The design incorporates a T-shaped plate and a connecting plate structure. Components such as triangular blocks, rotating caps, elliptical locking posts, and Z-shaped fasteners enable quick connection and disassembly of the chain. Elastic deformation and threaded connections enhance convenience.
It enables rapid installation and disassembly of double-row chains, improves maintenance and replacement efficiency, facilitates the replacement of damaged parts, and enhances production efficiency.
Smart Images

Figure CN224449080U_ABST
Abstract
Description
Technical Field
[0001] This utility model relates to the field of chain technology, and in particular to a double-row chain structure. Background Technology
[0002] Chains are widely used as key transmission components in numerous industrial sectors and applications such as power transmission and material handling in machinery and equipment. Double-row chains, in particular, can withstand greater loads and transmit higher power compared to single-row chains, playing a crucial role in heavy machinery and conveying equipment. However, existing double-row chains have revealed many problems in practical use. For example, when one row of a double-row chain is damaged, due to limitations in its structural design, repair and replacement are difficult, often requiring the entire double-row chain to be disassembled, consuming significant time and labor costs, and greatly reducing production efficiency. Based on these findings, a new double-row chain structure is needed. Utility Model Content
[0003] The purpose of this invention is to address the problems existing in the background technology by proposing a double-row chain structure.
[0004] The technical solution of this utility model is as follows: A double-row chain structure includes a chain one and a chain two. A T-shaped plate one is provided on the side of the chain one near the chain two. Two connecting plates are provided on the bottom surface of the T-shaped plate one. Triangular locking blocks are provided on the bottom surface of each of the two connecting plates. Rotating caps are provided on the top surfaces of both ends of the T-shaped plate one. An elliptical locking post is provided on the bottom surface of each rotating cap. Triangular locking grooves are provided on the left and right sides of each elliptical locking post. A T-shaped plate two is provided on the side of the chain two near the chain one. A rectangular through groove is provided on the top surface of the T-shaped plate two. The bottom surface of the T-shaped plate two has two support plates. A knob is rotatably mounted on the right side of the support plate on the right side. A bidirectional screw is mounted on the left side of the knob. The left end of the bidirectional screw extends through the space between the two support plates. Both ends of the bidirectional screw are threaded with extrusion plates. The two extrusion plates are located on opposite sides of the two triangular blocks. A spring is mounted between the two extrusion plates. Both ends of the top surface of the T-shaped plate two have through holes. A set of Z-shaped clips is mounted on the bottom surface of the T-shaped plate two at the position of each through hole.
[0005] Preferably, each of the connecting plates has elastic deformation capability, and the sides of the two connecting plates that are far apart from each other are respectively in a state of mutual contact with the inner walls of the left and right sides of the rectangular through groove.
[0006] Preferably, the triangular blocks are arranged in the form of right triangles, and the top surface of each triangular block is in contact with the bottom surface of the T-shaped plate.
[0007] Preferably, the top surface of the cap has a notch.
[0008] Preferably, a set of limiting grooves is provided at corresponding positions on the top surface of the rotating cap and the top surface of the T-shaped plate, and the same U-shaped block is slidably arranged inside each set of limiting grooves.

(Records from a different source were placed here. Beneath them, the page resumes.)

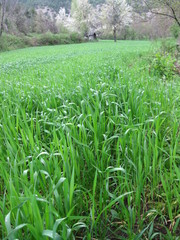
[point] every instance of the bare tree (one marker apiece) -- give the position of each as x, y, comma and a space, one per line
3, 9
166, 8
116, 13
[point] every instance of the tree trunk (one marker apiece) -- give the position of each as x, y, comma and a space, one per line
114, 33
3, 8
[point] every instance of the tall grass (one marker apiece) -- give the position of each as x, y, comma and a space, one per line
89, 144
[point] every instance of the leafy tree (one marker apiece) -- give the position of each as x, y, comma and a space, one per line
116, 14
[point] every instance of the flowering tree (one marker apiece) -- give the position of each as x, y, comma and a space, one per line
116, 14
81, 13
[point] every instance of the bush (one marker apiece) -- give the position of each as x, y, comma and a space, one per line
10, 42
163, 66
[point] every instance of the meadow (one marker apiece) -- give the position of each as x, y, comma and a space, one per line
89, 144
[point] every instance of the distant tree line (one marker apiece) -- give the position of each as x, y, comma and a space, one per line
122, 19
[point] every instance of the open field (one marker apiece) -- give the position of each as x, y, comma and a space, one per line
89, 144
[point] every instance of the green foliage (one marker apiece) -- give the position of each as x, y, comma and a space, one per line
11, 42
163, 66
89, 144
175, 30
56, 39
55, 4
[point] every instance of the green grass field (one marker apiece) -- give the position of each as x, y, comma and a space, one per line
89, 144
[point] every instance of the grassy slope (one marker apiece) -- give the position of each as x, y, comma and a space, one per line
89, 144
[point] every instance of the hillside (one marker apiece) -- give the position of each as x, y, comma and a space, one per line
55, 4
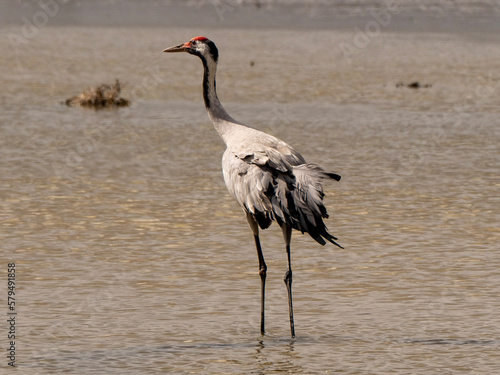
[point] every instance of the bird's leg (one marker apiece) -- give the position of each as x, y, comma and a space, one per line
262, 268
287, 235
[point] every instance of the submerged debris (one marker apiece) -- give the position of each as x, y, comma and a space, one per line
102, 96
413, 85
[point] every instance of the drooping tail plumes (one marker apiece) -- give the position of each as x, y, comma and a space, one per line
297, 201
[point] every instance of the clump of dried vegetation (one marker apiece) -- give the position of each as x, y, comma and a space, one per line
102, 96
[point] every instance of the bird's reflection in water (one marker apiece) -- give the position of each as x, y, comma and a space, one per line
277, 355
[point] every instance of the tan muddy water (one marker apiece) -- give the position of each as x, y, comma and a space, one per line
131, 258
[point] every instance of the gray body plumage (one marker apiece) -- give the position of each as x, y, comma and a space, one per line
272, 181
266, 176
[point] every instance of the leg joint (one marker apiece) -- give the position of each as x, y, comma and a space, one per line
288, 276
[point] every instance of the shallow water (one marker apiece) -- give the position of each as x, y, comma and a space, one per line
131, 256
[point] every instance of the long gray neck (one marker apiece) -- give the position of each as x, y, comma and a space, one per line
223, 123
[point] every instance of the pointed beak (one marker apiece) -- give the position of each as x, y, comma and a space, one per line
179, 48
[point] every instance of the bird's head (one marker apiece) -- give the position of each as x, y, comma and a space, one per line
199, 46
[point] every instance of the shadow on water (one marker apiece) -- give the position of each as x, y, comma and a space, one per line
263, 354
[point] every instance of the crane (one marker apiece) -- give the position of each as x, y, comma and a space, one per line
267, 177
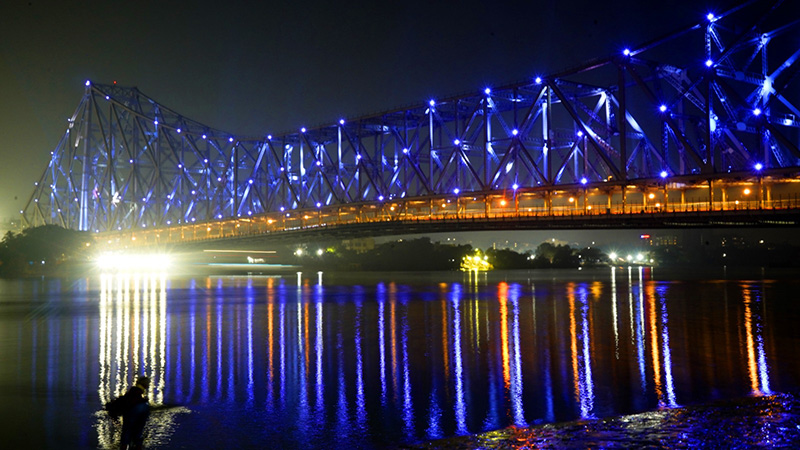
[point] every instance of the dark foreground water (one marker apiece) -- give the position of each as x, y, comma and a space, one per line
392, 360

[0009] Preferably, the elliptical locking post is rotatably connected to the T-shaped plate, and the elliptical locking post is slidably connected to the through hole.

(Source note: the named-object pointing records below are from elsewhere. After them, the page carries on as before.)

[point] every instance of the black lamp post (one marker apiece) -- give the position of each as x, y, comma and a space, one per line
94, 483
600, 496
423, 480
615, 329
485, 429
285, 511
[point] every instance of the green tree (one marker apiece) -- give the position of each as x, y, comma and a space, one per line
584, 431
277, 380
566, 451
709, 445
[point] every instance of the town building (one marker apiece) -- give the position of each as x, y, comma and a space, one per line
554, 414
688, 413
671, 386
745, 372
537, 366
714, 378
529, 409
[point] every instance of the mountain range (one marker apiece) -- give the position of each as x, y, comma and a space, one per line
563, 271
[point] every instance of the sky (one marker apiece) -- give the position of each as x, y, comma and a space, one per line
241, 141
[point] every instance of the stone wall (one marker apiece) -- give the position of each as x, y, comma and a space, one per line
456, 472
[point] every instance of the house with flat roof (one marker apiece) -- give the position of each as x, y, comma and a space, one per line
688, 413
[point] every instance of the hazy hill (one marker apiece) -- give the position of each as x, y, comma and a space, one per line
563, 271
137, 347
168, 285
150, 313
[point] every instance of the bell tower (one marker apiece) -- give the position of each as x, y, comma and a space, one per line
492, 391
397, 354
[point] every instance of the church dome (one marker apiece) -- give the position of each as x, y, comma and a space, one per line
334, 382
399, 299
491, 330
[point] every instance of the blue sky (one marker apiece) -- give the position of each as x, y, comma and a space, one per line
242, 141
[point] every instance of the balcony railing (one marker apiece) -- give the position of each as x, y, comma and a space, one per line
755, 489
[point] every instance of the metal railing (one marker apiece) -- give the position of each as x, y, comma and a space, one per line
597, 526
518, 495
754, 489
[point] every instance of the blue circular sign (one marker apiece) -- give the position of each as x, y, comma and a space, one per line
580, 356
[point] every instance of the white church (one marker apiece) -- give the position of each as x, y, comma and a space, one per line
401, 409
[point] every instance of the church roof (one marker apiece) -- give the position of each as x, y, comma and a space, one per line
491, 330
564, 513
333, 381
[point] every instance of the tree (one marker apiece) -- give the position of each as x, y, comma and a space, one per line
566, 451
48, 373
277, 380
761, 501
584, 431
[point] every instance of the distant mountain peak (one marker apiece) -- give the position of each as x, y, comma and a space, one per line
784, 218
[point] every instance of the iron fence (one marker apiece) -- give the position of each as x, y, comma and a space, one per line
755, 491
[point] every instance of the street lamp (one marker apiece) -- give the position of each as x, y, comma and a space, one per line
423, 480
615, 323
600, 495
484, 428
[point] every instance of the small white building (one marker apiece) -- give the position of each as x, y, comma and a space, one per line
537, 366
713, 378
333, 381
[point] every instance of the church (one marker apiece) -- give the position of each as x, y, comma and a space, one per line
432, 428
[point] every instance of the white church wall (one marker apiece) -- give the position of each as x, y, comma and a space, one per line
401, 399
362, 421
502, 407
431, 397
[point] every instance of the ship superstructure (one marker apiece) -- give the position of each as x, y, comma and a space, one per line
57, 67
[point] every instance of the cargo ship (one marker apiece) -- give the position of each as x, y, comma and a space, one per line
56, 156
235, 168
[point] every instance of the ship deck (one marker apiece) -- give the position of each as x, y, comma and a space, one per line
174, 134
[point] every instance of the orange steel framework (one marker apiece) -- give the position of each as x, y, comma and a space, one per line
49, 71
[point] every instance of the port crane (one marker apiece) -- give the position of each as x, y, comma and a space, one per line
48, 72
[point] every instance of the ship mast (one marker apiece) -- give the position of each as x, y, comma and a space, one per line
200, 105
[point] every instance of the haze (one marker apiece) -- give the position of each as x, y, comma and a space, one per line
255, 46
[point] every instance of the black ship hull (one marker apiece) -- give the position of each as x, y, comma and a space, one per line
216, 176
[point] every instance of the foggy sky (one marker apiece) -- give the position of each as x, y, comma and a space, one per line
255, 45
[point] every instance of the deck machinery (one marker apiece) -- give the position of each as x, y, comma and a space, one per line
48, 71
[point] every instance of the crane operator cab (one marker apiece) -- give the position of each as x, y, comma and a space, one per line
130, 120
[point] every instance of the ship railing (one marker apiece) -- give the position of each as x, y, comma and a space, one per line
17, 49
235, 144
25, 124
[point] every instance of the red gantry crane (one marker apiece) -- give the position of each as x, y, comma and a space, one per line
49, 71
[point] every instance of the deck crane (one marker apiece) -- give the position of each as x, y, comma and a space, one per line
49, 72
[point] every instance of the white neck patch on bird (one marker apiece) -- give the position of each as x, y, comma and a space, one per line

[0010] Preferably, each of the triangular slots is engaged with a corresponding Z-shaped clip, and the Z-shaped clip has elastic deformation capability.
[0011] Preferably, each of the extrusion plates has a trapezoidal block on its top surface, and the bottom surface of the T-shaped plate has a trapezoidal groove at the position corresponding to each extrusion plate, and the trapezoidal block and the trapezoidal groove are slidably connected.

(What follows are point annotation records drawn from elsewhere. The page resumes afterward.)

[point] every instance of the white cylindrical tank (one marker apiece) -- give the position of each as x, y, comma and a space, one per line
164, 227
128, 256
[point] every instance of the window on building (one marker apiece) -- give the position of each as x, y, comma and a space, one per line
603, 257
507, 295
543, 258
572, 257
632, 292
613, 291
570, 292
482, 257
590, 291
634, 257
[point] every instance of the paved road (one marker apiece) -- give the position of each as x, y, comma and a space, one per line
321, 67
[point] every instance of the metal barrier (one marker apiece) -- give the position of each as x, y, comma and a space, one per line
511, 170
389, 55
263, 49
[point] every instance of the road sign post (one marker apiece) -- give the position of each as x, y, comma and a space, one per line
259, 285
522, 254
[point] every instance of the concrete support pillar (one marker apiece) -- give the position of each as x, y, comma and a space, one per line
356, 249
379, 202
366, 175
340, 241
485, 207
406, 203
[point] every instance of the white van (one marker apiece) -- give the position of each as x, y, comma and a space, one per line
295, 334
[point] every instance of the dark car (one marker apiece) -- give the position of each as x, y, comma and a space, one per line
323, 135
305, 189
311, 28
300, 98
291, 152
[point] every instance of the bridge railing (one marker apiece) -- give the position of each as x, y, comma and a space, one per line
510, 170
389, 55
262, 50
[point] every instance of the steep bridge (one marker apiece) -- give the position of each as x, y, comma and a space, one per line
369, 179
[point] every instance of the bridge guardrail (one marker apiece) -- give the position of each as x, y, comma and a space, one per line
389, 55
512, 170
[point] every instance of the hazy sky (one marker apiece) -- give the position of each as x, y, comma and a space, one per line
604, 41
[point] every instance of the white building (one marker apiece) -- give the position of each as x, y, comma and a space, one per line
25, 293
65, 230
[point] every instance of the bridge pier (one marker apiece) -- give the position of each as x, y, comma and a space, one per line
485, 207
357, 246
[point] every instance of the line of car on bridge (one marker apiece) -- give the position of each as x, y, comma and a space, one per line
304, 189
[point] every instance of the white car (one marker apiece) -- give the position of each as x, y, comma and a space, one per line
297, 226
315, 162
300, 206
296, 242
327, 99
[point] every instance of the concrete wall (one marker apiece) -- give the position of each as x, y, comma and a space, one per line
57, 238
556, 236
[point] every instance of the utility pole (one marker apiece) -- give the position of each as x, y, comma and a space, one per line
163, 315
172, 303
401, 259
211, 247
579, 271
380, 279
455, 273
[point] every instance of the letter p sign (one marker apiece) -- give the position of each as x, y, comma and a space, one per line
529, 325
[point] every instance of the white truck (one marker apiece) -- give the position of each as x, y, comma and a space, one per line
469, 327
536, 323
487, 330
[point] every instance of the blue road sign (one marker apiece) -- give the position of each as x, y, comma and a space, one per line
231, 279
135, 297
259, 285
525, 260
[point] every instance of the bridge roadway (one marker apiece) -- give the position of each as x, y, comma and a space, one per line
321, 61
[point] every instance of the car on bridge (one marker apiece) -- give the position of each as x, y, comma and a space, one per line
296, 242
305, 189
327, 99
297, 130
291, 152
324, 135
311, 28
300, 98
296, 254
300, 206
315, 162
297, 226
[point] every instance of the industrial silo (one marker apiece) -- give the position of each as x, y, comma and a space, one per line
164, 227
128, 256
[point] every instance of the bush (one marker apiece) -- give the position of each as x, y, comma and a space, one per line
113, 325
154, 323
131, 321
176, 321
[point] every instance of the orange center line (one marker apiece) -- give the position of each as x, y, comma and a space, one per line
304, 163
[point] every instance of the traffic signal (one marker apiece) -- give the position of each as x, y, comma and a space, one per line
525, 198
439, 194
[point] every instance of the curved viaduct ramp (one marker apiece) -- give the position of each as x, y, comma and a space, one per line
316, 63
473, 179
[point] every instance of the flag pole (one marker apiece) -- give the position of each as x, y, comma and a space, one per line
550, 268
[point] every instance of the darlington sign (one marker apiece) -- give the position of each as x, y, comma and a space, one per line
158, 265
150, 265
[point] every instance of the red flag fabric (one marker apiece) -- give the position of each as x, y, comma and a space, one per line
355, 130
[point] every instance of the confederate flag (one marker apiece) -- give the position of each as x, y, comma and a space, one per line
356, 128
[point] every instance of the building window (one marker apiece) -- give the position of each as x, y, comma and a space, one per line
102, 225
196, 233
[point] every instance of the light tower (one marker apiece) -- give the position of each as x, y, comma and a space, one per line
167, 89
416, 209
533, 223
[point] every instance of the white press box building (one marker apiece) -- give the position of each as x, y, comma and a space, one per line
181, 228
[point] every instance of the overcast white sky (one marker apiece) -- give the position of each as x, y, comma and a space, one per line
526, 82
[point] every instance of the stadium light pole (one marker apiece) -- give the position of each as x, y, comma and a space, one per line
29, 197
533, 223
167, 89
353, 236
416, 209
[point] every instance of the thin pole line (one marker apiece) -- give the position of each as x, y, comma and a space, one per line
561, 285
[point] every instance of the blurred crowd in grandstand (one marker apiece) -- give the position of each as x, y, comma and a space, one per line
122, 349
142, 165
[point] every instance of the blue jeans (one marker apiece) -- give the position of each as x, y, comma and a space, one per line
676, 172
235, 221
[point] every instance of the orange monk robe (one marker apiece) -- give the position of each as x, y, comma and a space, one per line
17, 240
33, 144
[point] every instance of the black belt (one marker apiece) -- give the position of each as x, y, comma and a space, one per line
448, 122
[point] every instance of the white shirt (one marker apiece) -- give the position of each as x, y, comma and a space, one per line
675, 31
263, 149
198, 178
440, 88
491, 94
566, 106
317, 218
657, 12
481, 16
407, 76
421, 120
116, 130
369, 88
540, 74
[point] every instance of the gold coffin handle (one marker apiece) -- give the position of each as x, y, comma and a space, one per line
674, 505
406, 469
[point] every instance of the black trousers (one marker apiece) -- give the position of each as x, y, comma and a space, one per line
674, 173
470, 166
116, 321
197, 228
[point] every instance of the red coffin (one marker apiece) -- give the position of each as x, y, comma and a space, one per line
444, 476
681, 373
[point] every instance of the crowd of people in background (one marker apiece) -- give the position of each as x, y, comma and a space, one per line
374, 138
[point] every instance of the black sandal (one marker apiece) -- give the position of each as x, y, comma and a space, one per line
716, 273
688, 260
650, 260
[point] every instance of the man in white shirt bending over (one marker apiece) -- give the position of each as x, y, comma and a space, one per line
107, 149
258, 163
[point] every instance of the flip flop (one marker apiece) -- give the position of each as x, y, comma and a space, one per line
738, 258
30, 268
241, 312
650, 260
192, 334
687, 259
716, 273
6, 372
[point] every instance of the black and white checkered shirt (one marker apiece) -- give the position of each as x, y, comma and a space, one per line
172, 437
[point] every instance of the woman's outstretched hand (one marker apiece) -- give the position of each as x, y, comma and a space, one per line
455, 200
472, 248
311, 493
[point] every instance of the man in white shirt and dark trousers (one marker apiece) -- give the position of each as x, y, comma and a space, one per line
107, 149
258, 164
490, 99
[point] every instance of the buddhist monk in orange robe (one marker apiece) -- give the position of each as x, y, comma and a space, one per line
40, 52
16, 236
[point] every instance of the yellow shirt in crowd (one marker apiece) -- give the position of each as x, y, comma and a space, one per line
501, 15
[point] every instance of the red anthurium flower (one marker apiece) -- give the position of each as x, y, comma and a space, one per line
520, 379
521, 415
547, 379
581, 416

[0012] Preferably, the spring is sleeved on the outer ring of the bidirectional screw.
[0013] Compared with the prior art, the present invention has the following beneficial technical effects:
[0014] This utility model facilitates the installation of a connecting plate to a triangular slot by setting a T-shaped plate one, and facilitates the installation of a rectangular through slot to a Z-shaped fastener by setting a T-shaped plate two. The connection between the connecting plate and the triangular slot and the rectangular through slot to the Z-shaped fastener facilitates the quick disassembly of T-shaped plates one and two, thereby facilitating the rapid connection and disassembly of chain one and chain two, improving the efficiency of maintenance and replacement. Furthermore, it allows for staggered disassembly, enabling the replacement of either one at will, thus enhancing convenience and practicality. Attached Figure Description
[0015] Figure 1 This is a schematic diagram of the overall structure of this utility model;
[0016] Figure 2 This is a schematic diagram of the structure connected to the chain in this utility model;
[0017] Figure 3 This is a schematic diagram of the rear structure connected to chain two in this utility model;
[0018] Figure 4 This is a schematic diagram of the structure of a portion of the present invention in which T-shaped plate one and T-shaped plate two are connected.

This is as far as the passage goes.